Wednesday, March 31, 2021

If you're teaching writing or literacy online, you need a second screen

There was a time when I often wrote about using audio or audiovisual tools to respond to student writing (1), and to reinforce one point about the importance of these technologies for teachers, I would draw a comparison with roofing nailers, and how, since their development, asking people to crawl around a roof with a regular old claw hammer would be inhumane; while writing teachers don't risk falling, the repetitive writing and typing of comments could lead to crippling and career-disrupting wrist and hand issues like tendonitis or carpal tunnel syndrome.

I'm starting to get to the same mindset of conviction with second screens. If you are an online writing or literacy instructor, a second screen should be standard operating procedure. I have had a second screen for years, but only recently, driven by my pandemic at-home work schedule, have I really started using that second monitor for all of my online teaching and other work.

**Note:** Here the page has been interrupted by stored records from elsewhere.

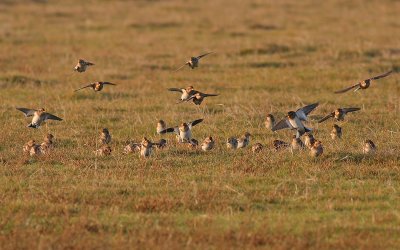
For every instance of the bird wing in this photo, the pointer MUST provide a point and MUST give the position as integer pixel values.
(194, 123)
(304, 111)
(51, 117)
(181, 66)
(348, 110)
(282, 124)
(347, 89)
(380, 76)
(176, 89)
(203, 55)
(87, 86)
(109, 83)
(27, 112)
(326, 117)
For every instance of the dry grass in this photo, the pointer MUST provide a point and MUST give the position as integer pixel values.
(272, 56)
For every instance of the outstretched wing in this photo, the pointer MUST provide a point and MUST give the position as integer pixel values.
(194, 123)
(109, 83)
(347, 89)
(326, 117)
(52, 117)
(381, 76)
(175, 89)
(282, 124)
(27, 112)
(348, 110)
(304, 111)
(87, 86)
(203, 55)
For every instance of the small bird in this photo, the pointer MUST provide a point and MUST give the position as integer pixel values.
(339, 114)
(184, 131)
(47, 145)
(256, 148)
(369, 147)
(296, 143)
(309, 140)
(161, 125)
(336, 132)
(104, 150)
(105, 137)
(269, 121)
(231, 143)
(198, 98)
(186, 92)
(279, 145)
(193, 143)
(317, 149)
(244, 140)
(82, 65)
(27, 147)
(207, 144)
(193, 62)
(162, 143)
(363, 84)
(294, 120)
(96, 86)
(39, 116)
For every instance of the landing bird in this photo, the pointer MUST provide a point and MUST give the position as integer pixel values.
(198, 98)
(244, 140)
(336, 132)
(39, 116)
(369, 147)
(363, 84)
(256, 148)
(186, 92)
(105, 137)
(317, 149)
(193, 62)
(294, 120)
(82, 65)
(184, 131)
(96, 86)
(339, 114)
(269, 121)
(208, 144)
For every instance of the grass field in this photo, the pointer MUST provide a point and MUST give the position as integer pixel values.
(271, 56)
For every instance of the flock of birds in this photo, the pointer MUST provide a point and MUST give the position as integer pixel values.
(293, 120)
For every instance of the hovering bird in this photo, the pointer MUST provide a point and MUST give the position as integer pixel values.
(336, 132)
(186, 92)
(369, 147)
(193, 62)
(269, 121)
(294, 120)
(208, 144)
(317, 149)
(39, 116)
(198, 98)
(96, 86)
(363, 84)
(105, 137)
(184, 131)
(231, 143)
(244, 140)
(256, 148)
(82, 65)
(339, 114)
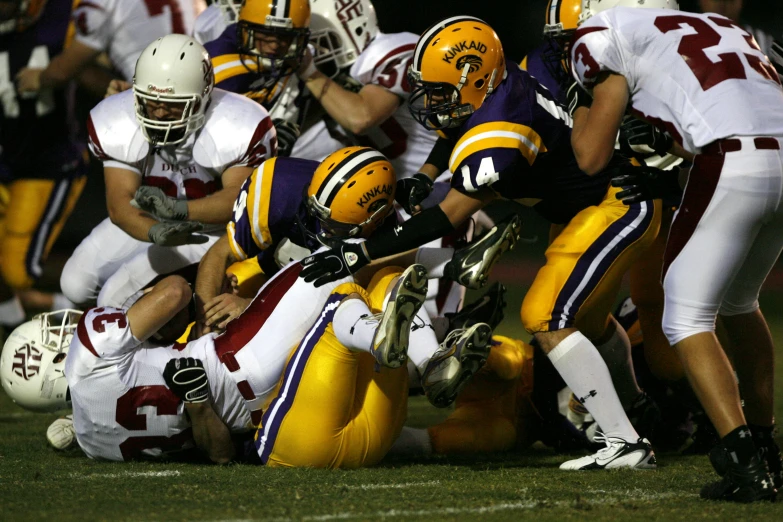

As many of you know who regularly use a second (or perhaps third) screen, it is indeed work- (and thus, life-) changing. 

For online teachers, a second screen is especially valuable if you teach with complex asynchronous discussions. Using discussions well is a central piece of my faculty development work, and a front-and-center question from participants is how to moderate and manage these conversations. I describe a straightforward process that involves having a Word notes file open while I am reviewing student discussion posts and threads, and I use those notes to cut-and-paste student comments and help prepare my individual responses and overall thread synthesis posts. 

I would like to see a biological eye fatigue study, but anecdotally I'm sure many people would reinforce my experience: It's a whole different experience simply to glance up or over at another screen that has these notes vs. using the ALT + tab (on PCs) to move among different windows. 

This isn't purely about ease of work or eye fatigue, either: It's about being a better teacher. It's kind of like moderating an onsite class in which the students make a bunch of comments and then you must exit into another room and then return to moderate the conversation. There would be a hiccup.

With the second screen open, it's all in front of you. You don't lose track of your place.

Also, and the same goes for responding to student writing, when we're tired we can become crabby, terse, and perhaps unfocused. Students might not be getting our best selves when we're clicking through various windows on our screens. We might want not to see a great point they made, for instance, so we don't have to click back to the notes screen to compose a response.

Second screens should also be standard operating procedure for remote synchronous teaching. I have done many presentations and workshops using a small Surface screen. I like my Surface a lot and it functions well, but to have available slide note files or the Zoom gallery of faces on a separate, larger screen--such functionality makes me a better teacher and workshop facilitator.

Many people in higher education believe we will not go back, ever, to pre-pandemic teaching practices. We will all continue to incorporate more technology-driven approaches. We need to have the proper hardware to do so, and a second screen seems to me to be such an integral piece of pedagogical equipment.

Note

1) For example, “Streaming Media for Writing Instruction: Drexel’s Streaming Media Server and Novel Approaches to Course Lessons and Assessment” in Streaming Media in Higher Education, edited by Charles Wankel and J. Sibley Law (2011), or "Responding to Student Writing with Audio-Visual Feedback” in Writing and the iGeneration: Composition in the Computer-Mediated Classroom, edited by Terry Carter and Maria A. Clayton (2008).